George Kitchen

Personal information
- Full name: George William Kitchen
- Date of birth: April qtr 1876
- Place of birth: Fairfield, Derbyshire, England
- Date of death: After 1969
- Height: 6 ft 1 in (1.85 m)
- Position(s): Goalkeeper

Youth career
- Buxton

Senior career*
- Years: Team / Apps / (Gls)
- 1897–1898: Stockport County
- 1898–1905: Everton / 87 / (0)
- 1905–1912: West Ham United / 184 / (5)
- 1912–1914: Southampton / 37 / (0)
- 1914: Boscombe

= George Kitchen =

English footballer (1876 – after 1969)

George Kitchen (1876 – after 1969) was an English footballer who played as a goalkeeper for various clubs in the early part of the twentieth century, including long spells at Everton and West Ham United.

==Football career==
Born in Fairfield, Derbyshire, Kitchen was an outstanding sportsman and became a professional golfer at the age of 14. He also played cricket and for a time worked as a coach at Dulwich College. He eventually decided to concentrate on football and, after a period with his local club, Buxton, playing in The Combination, he joined Stockport County, then playing in the Lancashire League.

After a year at Stockport, made the move up to the Football League, joining Everton in 1898 as cover for Scottish international, Willie Muir. Kitchen made his debut on 14 January 1899, in a 2–0 victory over Preston North End. It was not until October 1901 that he became Everton's first-choice custodian, following Muir's departure, helping Everton to reach the runners-up position in the First Division at the end of the 1901–02 season.
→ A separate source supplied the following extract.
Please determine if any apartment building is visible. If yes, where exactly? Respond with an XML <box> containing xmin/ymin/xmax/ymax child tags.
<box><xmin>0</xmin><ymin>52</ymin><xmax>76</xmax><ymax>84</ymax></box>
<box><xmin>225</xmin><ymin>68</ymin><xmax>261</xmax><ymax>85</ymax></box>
He retained his place in the side until the arrival of Irish international Billy Scott in the summer of 1904.

After a season spent in the reserves, Kitchen was transferred in the summer of 1905 to West Ham United of the Southern League, as replacement for Matt Kingsley who had been dropped following a sending-off in March. At West Ham, Kitchen became the club's penalty taker and became the first-ever goalkeeper to score on his debut with a penalty against Swindon Town on 2 September 1905. Over the next six years, Kitchen rarely missed a match for the Hammers before losing his place to John Geggus in 1911, leading to another season in the reserves. In his seven-year span at West Ham, Kitchen made 205 appearances in the Southern League or F.A. Cup, scoring six goals.

In October 1912, he was rescued from West Ham's reserves by Southampton's new trainer, Jimmy McIntyre (who acted as "manager" under "secretary" Ernest Arnfield). Described at the time as "having the perfect build for goalkeeping", Kitchen was past his prime by the time he signed for the "Saints", but immediately replaced Bill Knight in goal, making his debut in a 0–0 draw with Coventry City on 26 October 1912. Kitchen's experience soon installed a sense of confidence into a defence that had been struggling, and Saints won five of his first ten games in goal, having only won once in the previous two months.

Kitchen remained first choice 'keeper until Ernie Steventon took over in November 1913 after which he only made two further appearances before a move to Boscombe in the 1914 close-season.

==Later career==
Before leaving The Dell, Kitchen had secured a position as golf professional at Bournemouth Golf Course. Following his full retirement from football, he was able to continue to make a living from his second sport.